Collaborated on the design of a differential input single output two-stage amplifier (OTA) using current-reuse techniques, achieving a closed-loop gain of ~40dB and a bandwidth of approximately 8 kHz (65nm process).

Conducted comprehensive simulations to analyze the impact of parameters such as width, length, feedback capacitors, and bias current on amplifier performance.

abstract: In implantable neural monitoring, handling increasing data volumes from numerous channels is a challenge for transmission. A viable solution is on-chip data spike detection.
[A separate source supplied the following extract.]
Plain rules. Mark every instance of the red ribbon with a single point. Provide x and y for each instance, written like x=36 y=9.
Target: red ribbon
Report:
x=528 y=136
This study introduces a low-power circuit integrating an analog front-end, spike enhancement filter, and detector. The amplifier adopts a two-stage operational transconductance design to both perform linear filtering of the biopotential recordings and convert them into current. The spike enhancement filter is designed as a current-mode analog signal processing circuit, utilizing translinear loops to emulate the underdamped dynamics of a particle in a monostable potential well, implemented via a second-order differential equation. The filter's output, enhanced with spikes, undergoes a spike detector stage employing hard thresholding. This circuitry is designed using TSMC 65nm CMOS technology. Through simulations utilizing the Wave_clus database, the proposed system demonstrates an average spike detection sensitivity of 98.99% while consuming 311 nW when powered by a 1 V supply, with a compact footprint of 0.0348 mm2.

Ultrasonic Distance Sensor
A fully analog ultrasonic time-of-flight system was developed to produce a 0–6V output corresponding to distances from 0 to 60 inches. The design includes a capacitor-based memory for programmable setpoints and triggers a buzzer when the target is too close. The sensor output was also used to control a motorized car, enabling automatic directional response based on proximity.

Laser Tracking Servo
A closed-loop servo system was implemented to align a laser line with the center of a solar cell. Using PWM motor control and proportional feedback, the system enables precise auto-tracking. A gradient-masked solar cell provides accurate position sensing, with additional manual jog controls and laser modulation to enhance noise immunity.

Function Generator
A multi-function waveform generator was designed to output sine, square, triangle, and pulse waveforms with adjustable amplitude, offset, and duty cycle. The circuit achieved clean signal transitions with fast rise and fall times.

Utilized Matlab to conduct loss analysis aimed at identifying optimal parameter values (such as switch size, capacitor, and inductor values) to achieve high efficiency while minimizing the Figure of Merit (FOM).  

Constructed the converter using Cadence and supplied ideal control signals as inputs to evaluate the circuit's viability.  

Designed transistor-level sub-blocks: clock generator, dead-time control, error amplifier, comparators, flying capacitor control loop, LDO, gate drivers, level shifters, compensator, phase shifter.  

Achieved an efficiency of 85.12%, output voltage ripple of 27.68 mV, and a FOM (power consumption*area) of 0.3180 W/mm² (nominal 1.8V to 0.7V DC to DC converter, but the circuit operates effectively for both D>0.5 and D<0.5).